笠置は、同年「松竹楽劇部生徒養成所」を合格し、1935年の夏大阪松竹歌劇団が高野山で籠城した折に知り合った新聞記者から、「声があまりきれいでないならジャズを勉強したら」とアドバイスを受けたという。
その後、郷里の徳島で声楽を勉強しなおし、1940年、帝劇に松竹歌劇団が生まれた際に選ばれて大阪から参加した。
そして作曲家の服部良一に見出され、あの「東京ブギウギ」が大ヒットし、以後「大阪ブギウギ」や「買物ブギ」など一連のブギものをヒットさせ、「ブギの女王」と呼ばれた。
ところで、松竹は争議委員長となった水の江瀧子を「賊女」と呼んで「懲戒解雇」に処し、争議団の自然崩壊をマッた。
今とチガイ「労働者の権利」が確立した時代ではなかった。
しかし争議を行ったのはナニブン女性、しかも未成年で幅広く大衆に人気の少女達である。
世情は彼女らに傾きがちで、それにノッタ新聞各紙も徐々に松竹の態度に異を鳴らし始めた。
水の江を拘禁した警察もすぐ解放せざるをえず、少女達に追い風が吹くなか、大阪で手打ち式が行なわれた。
そして、1週間後に日東京で「協定文」が読み上げられて、水の江は「謹慎」処分で済んだ。
結局、「週休制」と「最低賃金」の設定に成功した少女争議団側の勝利に終わったのである。
しかしSKDが経営する劇場や舞台の観客動員が落ち込み、ハカラズも不倶戴天の仇敵「宝塚少女歌劇団」の隆盛を助けるという結果になってしまった。

「男装の麗人」水の江瀧子にせよ「ブギの女王」笠置シヅ子にせよ、劇団を退団し戦後はテレビ出演をすることになるが、その「心意気」から同系統に入るのが「ブルースの女王」淡谷のり子(1999年逝去)である。
淡谷のり子も、時代の波に抗った女性の一人といっていい。
淡谷のり子の「別れのブルース」が大ヒットしたのは、日中戦争が勃発した1937年のことである。

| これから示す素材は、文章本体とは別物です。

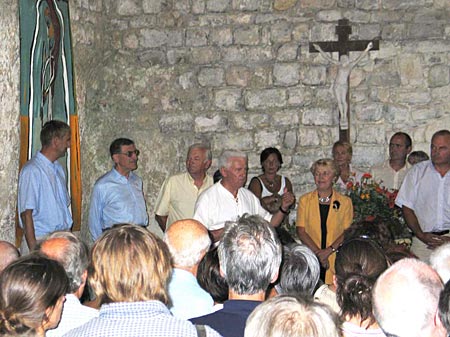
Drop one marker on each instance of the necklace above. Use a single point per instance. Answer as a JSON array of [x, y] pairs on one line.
[[324, 200]]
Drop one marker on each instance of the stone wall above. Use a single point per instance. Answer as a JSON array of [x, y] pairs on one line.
[[238, 74]]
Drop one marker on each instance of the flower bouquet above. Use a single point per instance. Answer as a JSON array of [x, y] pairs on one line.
[[371, 200]]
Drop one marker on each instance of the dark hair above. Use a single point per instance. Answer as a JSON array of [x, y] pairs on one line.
[[209, 278], [52, 129], [408, 140], [267, 152], [28, 287], [358, 264], [116, 145]]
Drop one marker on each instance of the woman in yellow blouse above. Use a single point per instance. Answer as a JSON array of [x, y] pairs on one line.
[[323, 215]]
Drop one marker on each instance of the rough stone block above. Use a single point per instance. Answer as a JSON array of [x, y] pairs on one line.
[[214, 124], [319, 116], [238, 76], [211, 77], [196, 37], [268, 98], [286, 74], [439, 76], [247, 36], [176, 123], [228, 99], [221, 36]]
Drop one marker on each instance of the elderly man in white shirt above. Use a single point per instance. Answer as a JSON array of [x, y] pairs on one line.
[[425, 198]]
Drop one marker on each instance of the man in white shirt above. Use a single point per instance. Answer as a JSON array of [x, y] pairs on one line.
[[392, 172], [227, 200], [72, 254], [425, 198]]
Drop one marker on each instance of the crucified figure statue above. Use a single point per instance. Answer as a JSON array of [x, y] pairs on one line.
[[339, 88]]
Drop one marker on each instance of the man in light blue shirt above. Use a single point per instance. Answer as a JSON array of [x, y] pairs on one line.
[[43, 199], [117, 196]]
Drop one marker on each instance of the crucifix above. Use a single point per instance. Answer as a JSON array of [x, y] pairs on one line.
[[341, 84]]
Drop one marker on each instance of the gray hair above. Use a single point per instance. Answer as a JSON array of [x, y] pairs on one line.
[[440, 261], [300, 271], [73, 257], [190, 255], [227, 154], [249, 254], [289, 316], [405, 298], [201, 146]]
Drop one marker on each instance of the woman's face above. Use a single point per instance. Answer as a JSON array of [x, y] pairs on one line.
[[271, 165], [341, 156], [323, 178], [54, 314]]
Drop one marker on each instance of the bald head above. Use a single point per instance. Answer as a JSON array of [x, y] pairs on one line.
[[405, 300], [8, 254], [188, 241]]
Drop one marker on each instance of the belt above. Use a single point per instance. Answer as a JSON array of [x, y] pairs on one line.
[[441, 232]]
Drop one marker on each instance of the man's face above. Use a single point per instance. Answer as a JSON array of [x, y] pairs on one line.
[[398, 149], [126, 160], [235, 174], [440, 150], [196, 162], [62, 144]]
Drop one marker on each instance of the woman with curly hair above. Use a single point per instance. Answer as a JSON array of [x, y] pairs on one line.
[[358, 264], [32, 294]]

淡谷はラジオ放送を通じてスターダムへ登りつめていた。
ブルースの情感を出すために吹込み前の晩酒・タバコを呷り、ソプラノの音域をアルトに下げて歌うことまでしたという。
その後も数々の曲を世に送り出しその名をトドロカセていた。
また、戦時下であったため多くの「慰問活動」を行った。
そのド派手な衣装に注文をつけた軍部に対して、「モンペなんかはいて歌っても誰も喜ばない」「化粧やドレスは贅沢ではなく、歌手にとっての戦闘服」と、当時としては「大胆発言」を行った。

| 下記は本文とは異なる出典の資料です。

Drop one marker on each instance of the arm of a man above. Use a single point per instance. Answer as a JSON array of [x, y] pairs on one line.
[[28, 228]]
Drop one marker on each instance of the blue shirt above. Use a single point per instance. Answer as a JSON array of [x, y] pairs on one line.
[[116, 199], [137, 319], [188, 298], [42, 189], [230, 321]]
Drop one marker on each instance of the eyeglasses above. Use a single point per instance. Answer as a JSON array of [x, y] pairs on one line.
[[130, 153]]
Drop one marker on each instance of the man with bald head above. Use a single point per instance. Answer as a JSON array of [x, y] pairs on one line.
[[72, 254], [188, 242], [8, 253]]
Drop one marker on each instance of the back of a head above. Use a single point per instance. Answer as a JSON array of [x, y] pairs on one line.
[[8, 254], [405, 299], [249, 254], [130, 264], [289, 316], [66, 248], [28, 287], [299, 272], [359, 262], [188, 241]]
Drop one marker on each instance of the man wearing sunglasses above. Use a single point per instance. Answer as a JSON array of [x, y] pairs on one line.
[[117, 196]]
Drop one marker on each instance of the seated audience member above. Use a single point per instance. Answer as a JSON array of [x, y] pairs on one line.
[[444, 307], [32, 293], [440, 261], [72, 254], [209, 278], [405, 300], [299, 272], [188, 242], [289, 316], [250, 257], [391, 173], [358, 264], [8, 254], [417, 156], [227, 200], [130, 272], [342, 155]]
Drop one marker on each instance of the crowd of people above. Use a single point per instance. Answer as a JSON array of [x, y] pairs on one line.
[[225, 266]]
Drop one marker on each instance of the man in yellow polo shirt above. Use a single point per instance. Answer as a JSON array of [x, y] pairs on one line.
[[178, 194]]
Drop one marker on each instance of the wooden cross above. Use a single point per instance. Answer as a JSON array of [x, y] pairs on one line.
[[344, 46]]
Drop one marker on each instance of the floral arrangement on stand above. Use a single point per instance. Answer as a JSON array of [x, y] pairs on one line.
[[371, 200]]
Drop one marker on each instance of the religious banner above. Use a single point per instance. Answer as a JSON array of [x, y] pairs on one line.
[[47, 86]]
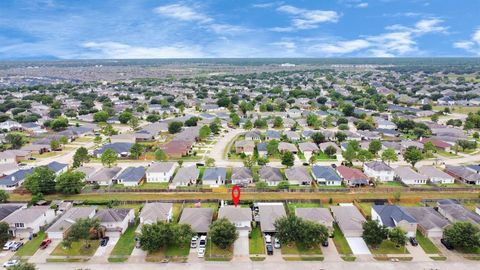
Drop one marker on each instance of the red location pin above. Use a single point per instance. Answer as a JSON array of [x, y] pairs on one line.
[[235, 195]]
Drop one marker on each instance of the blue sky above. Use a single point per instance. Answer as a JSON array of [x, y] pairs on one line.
[[55, 29]]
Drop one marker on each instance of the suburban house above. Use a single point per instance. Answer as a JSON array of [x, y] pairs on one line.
[[378, 170], [27, 221], [326, 175], [115, 220], [185, 176], [153, 212], [410, 177], [463, 174], [131, 176], [351, 176], [316, 214], [436, 175], [270, 175], [244, 147], [199, 218], [349, 219], [241, 217], [394, 216], [241, 176], [455, 212], [298, 176], [214, 176], [430, 222], [59, 229], [269, 213], [121, 148], [308, 149], [161, 172], [104, 176]]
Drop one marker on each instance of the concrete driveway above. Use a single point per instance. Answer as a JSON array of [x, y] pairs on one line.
[[240, 247]]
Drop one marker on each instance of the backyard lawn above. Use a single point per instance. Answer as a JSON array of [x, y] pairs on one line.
[[124, 246], [77, 249], [31, 246], [426, 244], [340, 242], [388, 247], [256, 244]]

さらには、太平洋戦争中には禁止されていたパーマをかけドレスに身を包み、死地に赴く兵士たちの心を歌で慰め送っていった。
淡谷氏の慰問中に行った数々の「非行」行為は、本人バカリカか周辺の人々に始末書の「山」を築かせることになる。
例えば「英米人の捕虜がいる場面では日本兵に背をむけ、彼等に向かい敢えて英語で歌唱する」、「恋愛物を多く取り上げる」といった行動および発言で、「始末書」を書かせられる羽目になり、それが積み重なって「山」となったのだ。
淡谷のバックで演奏していた一人が、フォークソング歌手かまやつひろしの父親でアメリカ帰りのティーブ・釜萢(かまやつ)である。
淡谷のバックを勤めるダケでも「冷や汗モノ」だったのだ。

さて浅草寺境内の活動弁士達の記念碑である「映画弁士塚」には次ぎのような文が記されている。
「明治の中葉わが国に初めて映画が渡来するやこれを説明する弁士誕生 幾多の名人天才相次いで現れその人気は映画スターを凌ぎわが国文化の発展に光彩を添えたが 昭和初頭トーキー出現のため姿を消すに至った ここに往年の名弁士の名を連ねこれを記念する。建設者 大蔵貢」とある。
この碑を建てた新東宝社長であり、大蔵映画の社長でもある大蔵貢という人物はドウイウ思いでこの石碑をたてたのだろうか。
ネットで調べて驚いたのは、大蔵自身が活動写真の弁士であり、歌手・近江俊郎の実兄にあたる人だった。
大蔵は小学校を四年で卒業し、わずか13歳で活動写真の弁士となっている。
チャールズ・チャップリンの映画をチャップリンそっくりのメイクと衣装で解説するなどして、「活動弁士」として頭角を表していった。
当時、無声映画は弁士次第でヒットすると言われ、スター俳優より「弁士」の稼ぎは凄かった。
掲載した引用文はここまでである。